I'm not sure why, but I just made up a spreadsheet to analyze the "value" of the production buildings.
Since this post is rather long, detailed, and mathematical, I thought I'd start a new thread for it. The original EC Thread introducing the production buildings is at:
http://www.brettspielwelt.de/cgi-bin/yabb/YaBB.pl?board=EmeraldCity;action=display;num=1139153860Anyone have links to the best "out of town" info? I may start trying to build up my German skills again now that I'm really into the meta-game and am starting to think of potential improvements.
First off, an interesting consequence of the activation fee always being rounded down is that the production buildings are cheaper to run if the town has an odd number of citizens (activation fee is more likely to be rounded down).
With 37 citizens, we activated at the "50 level" for a target of 37*50 = 1850. The activation fee is 1% of 1850 = 18.5 rounded down to 18, so we paid 18 wood, stone, ore, and food. (Does anyone remember when it was activated and did anyone check to see that's what happened?) Until the capacity is filled or we tear it down, every resource we generate (and receive) playing games in town has a 10% chance of being processed into a wool.
The "cost effectiveness" of the building depends on what % of each resource we generate in town.

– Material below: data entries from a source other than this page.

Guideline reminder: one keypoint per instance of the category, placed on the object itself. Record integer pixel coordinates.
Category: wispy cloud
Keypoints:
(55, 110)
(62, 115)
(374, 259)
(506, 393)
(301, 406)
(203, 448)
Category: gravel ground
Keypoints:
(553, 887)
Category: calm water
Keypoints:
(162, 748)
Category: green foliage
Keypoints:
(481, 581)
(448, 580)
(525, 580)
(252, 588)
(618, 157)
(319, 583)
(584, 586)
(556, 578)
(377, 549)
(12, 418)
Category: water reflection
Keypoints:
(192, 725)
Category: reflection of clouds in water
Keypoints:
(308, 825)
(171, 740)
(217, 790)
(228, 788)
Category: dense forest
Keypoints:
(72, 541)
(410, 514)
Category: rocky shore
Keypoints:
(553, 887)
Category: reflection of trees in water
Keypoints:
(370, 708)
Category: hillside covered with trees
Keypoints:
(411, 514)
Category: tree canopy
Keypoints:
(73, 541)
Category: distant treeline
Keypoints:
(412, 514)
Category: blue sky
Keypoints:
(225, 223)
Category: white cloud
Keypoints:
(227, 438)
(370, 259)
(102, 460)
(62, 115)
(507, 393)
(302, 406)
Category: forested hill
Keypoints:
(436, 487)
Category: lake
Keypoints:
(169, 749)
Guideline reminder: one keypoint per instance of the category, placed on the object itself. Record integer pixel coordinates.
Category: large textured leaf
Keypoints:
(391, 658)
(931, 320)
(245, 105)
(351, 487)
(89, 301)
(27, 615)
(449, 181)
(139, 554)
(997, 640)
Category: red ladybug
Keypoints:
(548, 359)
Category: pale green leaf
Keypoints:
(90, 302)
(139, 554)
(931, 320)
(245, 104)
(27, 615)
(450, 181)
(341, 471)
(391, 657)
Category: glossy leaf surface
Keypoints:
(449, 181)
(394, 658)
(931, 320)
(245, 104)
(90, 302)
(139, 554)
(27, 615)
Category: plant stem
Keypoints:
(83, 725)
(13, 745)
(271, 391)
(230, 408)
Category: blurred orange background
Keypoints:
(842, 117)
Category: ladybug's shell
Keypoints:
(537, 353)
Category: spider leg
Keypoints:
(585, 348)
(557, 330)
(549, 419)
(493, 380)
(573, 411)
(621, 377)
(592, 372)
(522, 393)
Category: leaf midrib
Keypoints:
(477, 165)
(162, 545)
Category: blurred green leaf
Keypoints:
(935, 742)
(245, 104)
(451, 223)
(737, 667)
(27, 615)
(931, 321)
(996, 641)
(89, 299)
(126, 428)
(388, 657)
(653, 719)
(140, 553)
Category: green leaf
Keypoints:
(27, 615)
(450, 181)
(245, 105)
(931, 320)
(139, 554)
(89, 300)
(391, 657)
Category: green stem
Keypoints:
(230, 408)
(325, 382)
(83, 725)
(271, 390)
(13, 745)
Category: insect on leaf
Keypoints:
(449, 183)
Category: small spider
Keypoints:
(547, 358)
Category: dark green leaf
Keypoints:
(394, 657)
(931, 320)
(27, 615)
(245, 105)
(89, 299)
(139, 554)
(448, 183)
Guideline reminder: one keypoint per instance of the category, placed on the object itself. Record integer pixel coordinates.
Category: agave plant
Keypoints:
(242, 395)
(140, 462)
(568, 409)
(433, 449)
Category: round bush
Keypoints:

I just finished several hours worth of "forum archaeology" and found estimates for EC's resource production to be:
Wood: 35-55% say 50%
Stone: 5-15% say 10%
Ore: 0-10% say 5%
Wool: 10-25% say 10%
Food: 20-40% say 25%
Does anyone have their own "best guess" as to what is produced?
The production buildings will "produce" an additional:
prod = ( 0.1 * Cap ) * (1 - %Nat)
Where capacity is the capacity the plant is set for and %Nat is the % of resources generated in the city that are "naturally" of the type generated by the building.
The "cost" of these is the activation feel plus the resources that were changed.
The lower the % of the resource naturally produced, the more "efficient" the production building is because fewer units of the production capacity (which had to be "purchased" by the activation fee) are "used up" by having a 10% chance to change a wool into a wool.
Estimating our resource generation at 50% wood, 10% stone, 5% ore, 10% wool, 25% food and buy prices of 40 for wood/stone/food and 45 for ore/wool I get:
The activation fee of 18 wood/stone/ore/food causes:
92 wood, 18 stone, 9 ore, 46 food to become 165 wool.
Those resources (including the activation fee) could sell for about 8500-9000 taler or about 50-55 per wool.
If resource prices eventually stabalize about where they are now, using the production buildings will likely be a little more expensive than trading with other towns, but quite possibly worth the convenience factor. If ore continues to be priced close to or above wool, and we antipicate being able to use ore (for building or selling / trading tools), a mine might be more efficient than a sheep farm.
Wool/cloth still seems to be hands down our "limiting resource" tax wise though.